Its governor Villeroy de Galhau said the data had “good news” as well as “bad news”, citing the fact that business leaders expected inflation to average “only” 3 per cent in the next three to five years as evidence of the latter.
Companies in Germany expect inflation to average 4.7 per cent over the next five years, up from 3.4 per cent at the start of the year. Nagel said the data was “worrying” as it suggested expectations of future inflation were becoming “less anchored”.
The ECB listed inflation expectations rising above its target and wages rising faster than expected as two of the upside risks for price growth after its meeting two weeks ago, when it announced plans to raise interest rates next month for the first time since 2011. Villeroy said he hoped the ECB’s plan would lower inflation expectations.
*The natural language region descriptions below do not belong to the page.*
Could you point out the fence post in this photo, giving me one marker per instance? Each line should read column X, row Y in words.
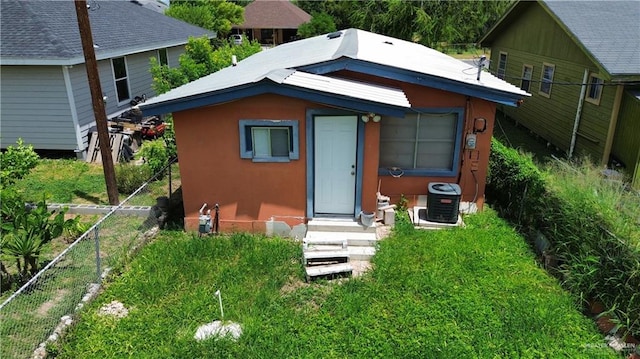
column 96, row 230
column 170, row 191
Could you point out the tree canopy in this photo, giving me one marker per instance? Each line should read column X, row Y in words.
column 428, row 22
column 214, row 15
column 198, row 60
column 321, row 23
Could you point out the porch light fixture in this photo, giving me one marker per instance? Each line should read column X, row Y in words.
column 370, row 117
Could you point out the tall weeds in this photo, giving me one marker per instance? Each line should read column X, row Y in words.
column 591, row 221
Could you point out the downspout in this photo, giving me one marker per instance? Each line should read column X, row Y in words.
column 576, row 122
column 613, row 121
column 80, row 149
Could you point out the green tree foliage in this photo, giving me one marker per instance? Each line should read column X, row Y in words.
column 428, row 22
column 155, row 155
column 214, row 15
column 321, row 23
column 16, row 162
column 198, row 60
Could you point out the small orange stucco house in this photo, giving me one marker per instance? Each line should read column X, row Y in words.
column 314, row 128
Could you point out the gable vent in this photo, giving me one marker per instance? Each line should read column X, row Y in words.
column 334, row 35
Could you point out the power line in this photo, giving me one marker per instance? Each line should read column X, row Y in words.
column 561, row 83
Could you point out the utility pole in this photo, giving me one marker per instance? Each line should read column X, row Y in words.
column 97, row 100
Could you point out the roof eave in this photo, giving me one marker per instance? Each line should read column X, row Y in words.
column 269, row 87
column 479, row 91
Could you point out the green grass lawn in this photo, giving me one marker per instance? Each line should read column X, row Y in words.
column 79, row 182
column 473, row 292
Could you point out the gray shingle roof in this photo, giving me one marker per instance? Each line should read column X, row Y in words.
column 273, row 14
column 46, row 32
column 609, row 30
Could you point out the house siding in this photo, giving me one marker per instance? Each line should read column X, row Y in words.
column 139, row 83
column 536, row 39
column 626, row 144
column 35, row 108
He also distanced himself from the ECB’s aim of raising rates “gradually”, saying he preferred the word “orderly”.
Inflation expectations in the two biggest eurozone economies are now approaching those in the US, where households expect price growth of 4.8 per cent in three years’ time, up from 3 per cent two years ago, according to a New York Fed survey.
The Federal Reserve, unlike the ECB, has already raised rates aggressively, increasing the federal funds target by 75 basis points to a target range of 1.50 to 1.75 per cent earlier this month. The ECB’s benchmark deposit rate remains at minus 0.5 per cent, though it is likely to rise above zero in September.